Having first been announced earlier this year, New York State’s “Fashion Act” was designed to hold the industry to account. Or, at least, partially to account. And, also, the companies themselves would get to have a say in which part, exactly, that would be.
If all of this sounds somewhat vague, well, that’s because it is. And, if it sounds a little unambitious – the proposed legislation would have demanded any fashion business generating over $100 million USD in revenue to map 50% of its supply chain and disclose information like greenhouse gas emissions, water and chemical usage – well, that’s probably not too far off the mark either. And then, of course, there’s the fact it wasn’t signed off before the legislative period closed anyway, rendering the whole thing moot.
Or so you might have been forgiven for thinking, anyway.
In fact, the Fashion Act – or, to use its full name the Fashion Sustainability and Social Accountability Act S7428/A8352 – is back with a vengeance. Armed with a widened coalition of stakeholders – which now includes names such as Patagonia and Reformation, alongside labor unions Local 1102 RWDSU and Workers United – and equipped with amendments put forward with a view to strengthening the proposed legislation in line with the goals of its supporters: to “tackle the unchecked global apparel industry.”
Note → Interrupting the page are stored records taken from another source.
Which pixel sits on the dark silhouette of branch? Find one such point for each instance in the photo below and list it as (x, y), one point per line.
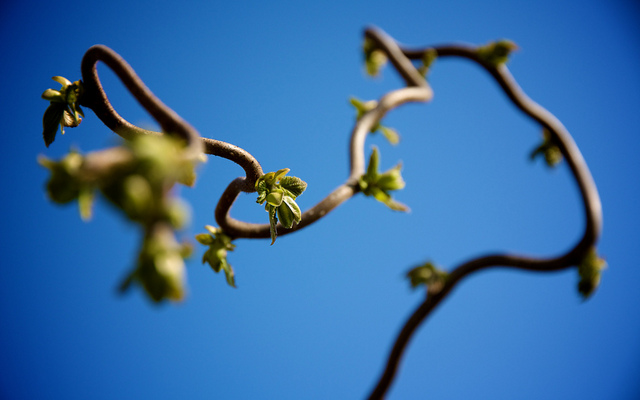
(416, 90)
(577, 165)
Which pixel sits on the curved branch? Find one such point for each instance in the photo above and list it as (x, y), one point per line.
(418, 90)
(586, 186)
(95, 98)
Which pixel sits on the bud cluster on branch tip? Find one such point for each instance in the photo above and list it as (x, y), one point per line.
(378, 185)
(374, 58)
(589, 270)
(549, 149)
(364, 107)
(428, 274)
(279, 192)
(160, 269)
(427, 60)
(496, 53)
(216, 254)
(136, 178)
(64, 109)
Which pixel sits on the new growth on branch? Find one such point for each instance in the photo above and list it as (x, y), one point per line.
(138, 177)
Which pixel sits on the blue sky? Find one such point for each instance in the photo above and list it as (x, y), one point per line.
(314, 315)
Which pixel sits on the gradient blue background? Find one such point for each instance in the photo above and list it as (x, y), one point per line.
(314, 315)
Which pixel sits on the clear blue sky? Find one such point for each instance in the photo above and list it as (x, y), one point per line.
(314, 315)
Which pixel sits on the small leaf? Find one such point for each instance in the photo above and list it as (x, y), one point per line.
(589, 270)
(85, 202)
(294, 185)
(391, 179)
(275, 197)
(496, 53)
(390, 134)
(289, 212)
(428, 58)
(52, 95)
(427, 274)
(204, 238)
(374, 58)
(62, 80)
(372, 169)
(273, 222)
(280, 174)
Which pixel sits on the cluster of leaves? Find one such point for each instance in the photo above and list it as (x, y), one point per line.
(138, 179)
(364, 107)
(216, 255)
(64, 109)
(280, 192)
(379, 185)
(496, 53)
(427, 274)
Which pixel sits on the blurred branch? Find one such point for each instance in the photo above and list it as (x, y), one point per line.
(577, 165)
(379, 47)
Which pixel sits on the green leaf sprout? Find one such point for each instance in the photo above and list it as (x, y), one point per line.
(427, 60)
(589, 270)
(549, 149)
(378, 185)
(364, 107)
(496, 53)
(160, 269)
(216, 255)
(64, 109)
(137, 179)
(374, 59)
(427, 274)
(279, 192)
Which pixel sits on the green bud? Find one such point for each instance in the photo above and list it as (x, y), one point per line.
(428, 58)
(428, 274)
(275, 197)
(62, 80)
(391, 180)
(374, 58)
(548, 149)
(216, 255)
(289, 212)
(293, 186)
(279, 191)
(52, 95)
(496, 53)
(86, 195)
(204, 238)
(589, 270)
(390, 134)
(372, 183)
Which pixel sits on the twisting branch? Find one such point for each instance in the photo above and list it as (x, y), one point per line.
(577, 165)
(76, 177)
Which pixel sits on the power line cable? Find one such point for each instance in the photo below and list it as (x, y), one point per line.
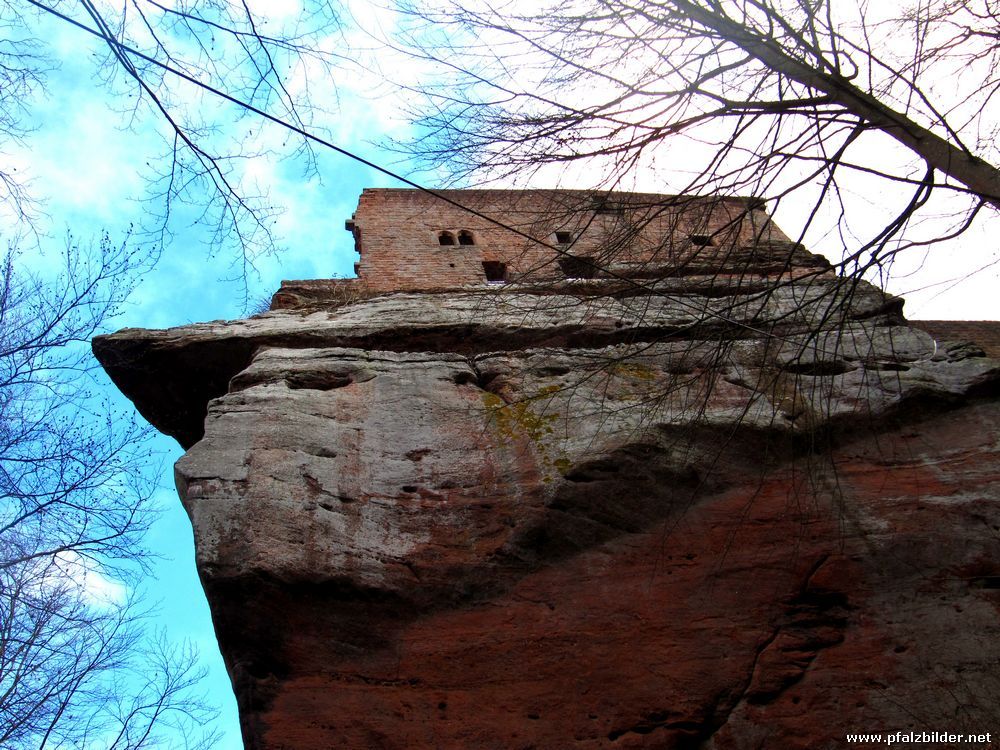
(119, 47)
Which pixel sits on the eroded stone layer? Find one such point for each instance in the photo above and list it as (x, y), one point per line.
(550, 521)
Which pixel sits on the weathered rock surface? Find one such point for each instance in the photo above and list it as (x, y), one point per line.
(684, 520)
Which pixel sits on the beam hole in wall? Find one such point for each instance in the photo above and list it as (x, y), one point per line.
(496, 272)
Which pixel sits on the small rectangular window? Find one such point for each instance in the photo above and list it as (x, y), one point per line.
(495, 271)
(577, 267)
(603, 205)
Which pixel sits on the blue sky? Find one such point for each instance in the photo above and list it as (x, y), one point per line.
(89, 165)
(89, 169)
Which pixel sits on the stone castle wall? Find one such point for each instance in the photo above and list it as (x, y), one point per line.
(714, 497)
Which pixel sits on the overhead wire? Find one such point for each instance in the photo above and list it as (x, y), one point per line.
(118, 48)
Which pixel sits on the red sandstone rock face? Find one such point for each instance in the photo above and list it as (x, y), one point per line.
(530, 522)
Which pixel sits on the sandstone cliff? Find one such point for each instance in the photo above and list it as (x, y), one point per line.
(699, 517)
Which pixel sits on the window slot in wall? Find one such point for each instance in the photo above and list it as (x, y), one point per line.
(604, 205)
(577, 267)
(495, 271)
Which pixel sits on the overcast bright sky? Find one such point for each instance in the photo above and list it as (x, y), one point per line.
(89, 170)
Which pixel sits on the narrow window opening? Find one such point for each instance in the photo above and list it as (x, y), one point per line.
(577, 267)
(495, 271)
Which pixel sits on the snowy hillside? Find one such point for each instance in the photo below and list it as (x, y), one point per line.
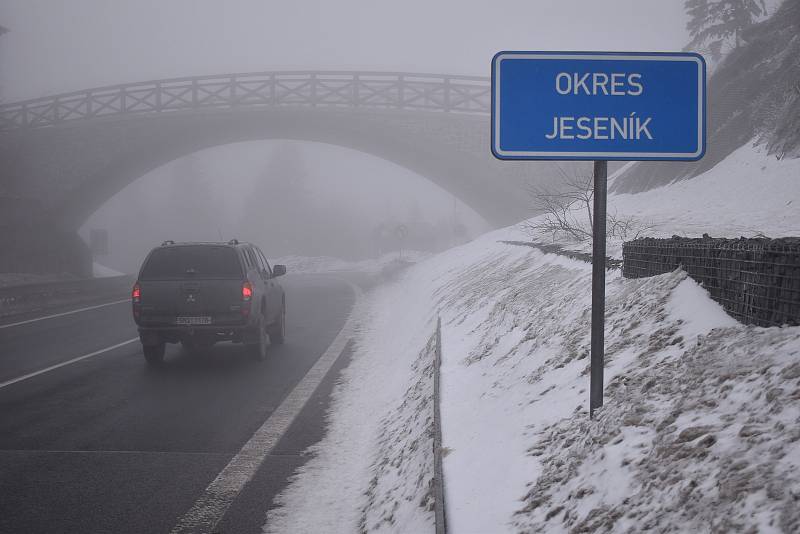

In terms of its broader philosophy and intention, the bolstered Act avoids creating “duplicate standards that would lead to more reporting and less action,” in favour of something more tangible and with a harder-hitting effect: legislation that actually pushes for change, “building upon existing best in class initiatives including: Science Based Targets, Zero Discharge of Hazardous Chemicals (ZDHC) and the mandatory due diligence framework that the OECD originated, which is being applied in global legislation.”
The new and improved Fashion Act “requires companies to reduce their climate impact in line with the Paris Agreement… utilizes the Science Based Target initiative methodology and goes beyond it by requiring companies integrate direct data capture to ensure that the focus remains on action within the companies own supply chains,” no longer doubling up on standards so much as effectively doubling down.
In its new form, the Fashion Act also picks up some loose threads on labor and the human cost of bad business practices within the industry as a part of its heavyweight Due Diligence section. “[N]egative labor outcomes, including low wages and dangerous working conditions endemic to the industry, are born not just from bad actors in the supply chain, but crucially also from the fashion brands’ drive to reduce costs and speed up turnaround,” new text for the Act explains. And, with this in mind, “requires companies… to incentivize improved supplier performance by embedding responsible purchase practices.” A requirement backed up with the knowledge that, [i]f companies are found to not be performing this effectively, the Attorney General can fine these companies up to 2% of global revenue.”
With this more labor-focused element, which likely has much to do with the freshly-garnered support of various New York State unions and their leadership, the Act ensure that “[g]arment workers are further protected by joint and several liability,” meaning that, “they will be able to bring a legal claim directly to the fashion companies for any lost wages.” A move which effectively acknowledges the workers’ lack of fault and the fashion industry’s culpability.
The Act’s supporting coalition is bringing in the big guns, basically. Which might seem like a lot of firepower, given that climate action which did get passed in the midterms failed to cover the fashion industry in any real or specific way, but that’s precisely the point. With terms like these, and support on this kind of level, the Fashion Act becomes impossibly to ignore.
Of course, whether the legislation gets passed this time around or not is another thing entirely. But the message is clear: the industry cannot go on this way, and proponents of the Fashion Act can go on for as long as they need to.